The rest..Part 3 |
Here are 5 'misc' topics:
Consider following code below - it should result in a compilation error (twice), as we'd expect - reason being that in class R, we can't access Main's private member x:
public class Main {
private int x=8;
}//Main
class R {
public void getX() {
Main n = new Main();
double y = n.x; // not allowed!
}
public static void main(String[] args) {
Main n2 = new Main();
double y = n2.x; // not allowed!
}
}//R
But, the following code compiles, and runs!! Why?
public class Main {
private int x=8;
public static void main(String[] args) {
Main n = new Main();
double y = n.x; //??!! THIS WORKS!
System.out.println(y);
n.x = 24; // "OMG"
System.out.println(n.x); // works, again
}
}//Main
class R {
public void getX(){
Main n = new Main();
//double y = n.x; // compilation error
}
public static void main(String[] args){
Main n2 = new Main();
//double y = n2.x; // compilation error
}
}//R
Reason: inside a class, EVERY function (public, private, protected), EVEN STATIC FUNCTIONS, INCLUDING main(), have access to ALL vars+methods in that class, including private members+methods! So this means that inside Main's main(), we can access (get/set) 'x', a private var. But, main() being static, we can't just access x by saying x, which is going to be inside an object (because x is a regular member, not a static one) - so we need to create an object and use the object's name to access its x, hence the ODD-LOOKING s.x syntax - in no other class will s.x (for example) ever be accessible, given an object s of type Main created in that class!

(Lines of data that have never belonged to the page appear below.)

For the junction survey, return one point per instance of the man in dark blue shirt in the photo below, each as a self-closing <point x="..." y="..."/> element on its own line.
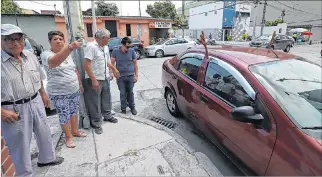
<point x="126" y="64"/>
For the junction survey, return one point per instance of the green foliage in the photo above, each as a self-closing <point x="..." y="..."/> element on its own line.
<point x="7" y="7"/>
<point x="103" y="9"/>
<point x="162" y="9"/>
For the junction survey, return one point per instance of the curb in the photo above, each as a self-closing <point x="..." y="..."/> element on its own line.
<point x="202" y="158"/>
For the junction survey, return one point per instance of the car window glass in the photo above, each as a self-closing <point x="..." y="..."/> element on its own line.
<point x="113" y="42"/>
<point x="190" y="66"/>
<point x="222" y="83"/>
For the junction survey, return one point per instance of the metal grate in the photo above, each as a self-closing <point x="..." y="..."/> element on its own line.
<point x="169" y="124"/>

We know how to read a text file, and examine contents line by line.
import java.io.*;
class readFile {
public static void main(String args[]) throws Exception {
FileReader fr = new FileReader("c:\\temp\\test.txt");
BufferedReader br = new BufferedReader(fr);
String s;
while((s = br.readLine()) != null) {
System.out.println(s);
}
fr.close();
}
}// readFile()
But how would we split a line, into 'words' (tokens)? We'd need to do so for extracting numbers and strings from our text files, for further processing (calculating, searching, displaying, counting etc.).
There are two ways: we can either use the StringTokenizer class, or use String's split().

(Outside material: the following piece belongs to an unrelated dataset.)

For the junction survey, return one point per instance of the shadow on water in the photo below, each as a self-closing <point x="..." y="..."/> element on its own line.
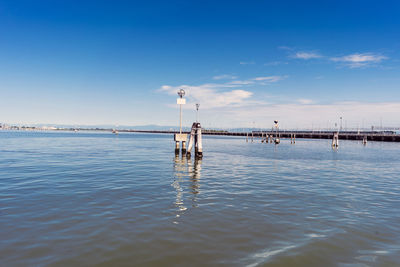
<point x="186" y="170"/>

So now we can do things like word counting - eg. number of occurences of 'Alice' in Alice in Wonderland:
import java.io.*;
class wordCount {
public static void main(String args[]) throws Exception {
FileReader fr = new FileReader("c:\\temp\\Alice.txt");
BufferedReader br = new BufferedReader(fr);
String s;
int nOcc=0;
String tok="Alice";
while((s = br.readLine()) != null) {
// System.out.println(s);
String toks[] = s.split(" ");
for (int j=0; j < toks.length; j++) {
if(toks[j].equals(tok))nOcc++; // if 'Alice', increment
}// next token to examine
}
fr.close();
System.out.println(tok + " count: " + nOcc);
}// main()
}// class wordCount
The above code omits counting 'Alice:', 'Alice,', 'Alice!', 'Alice.', etc. [since it only checks if a word equals 'Alice'] - how would you cause those additonal occurrences to also get counted? Hint - could you use a method that checks if a string "starts with" another string, eg. checks if 'Alice!' starts with 'Alice', 'USC' starts with 'Alice'..? To find out if such a method exists, look up docs for the String class, eg. https://docs.oracle.com/javase/7/docs/api/java/lang/String.html.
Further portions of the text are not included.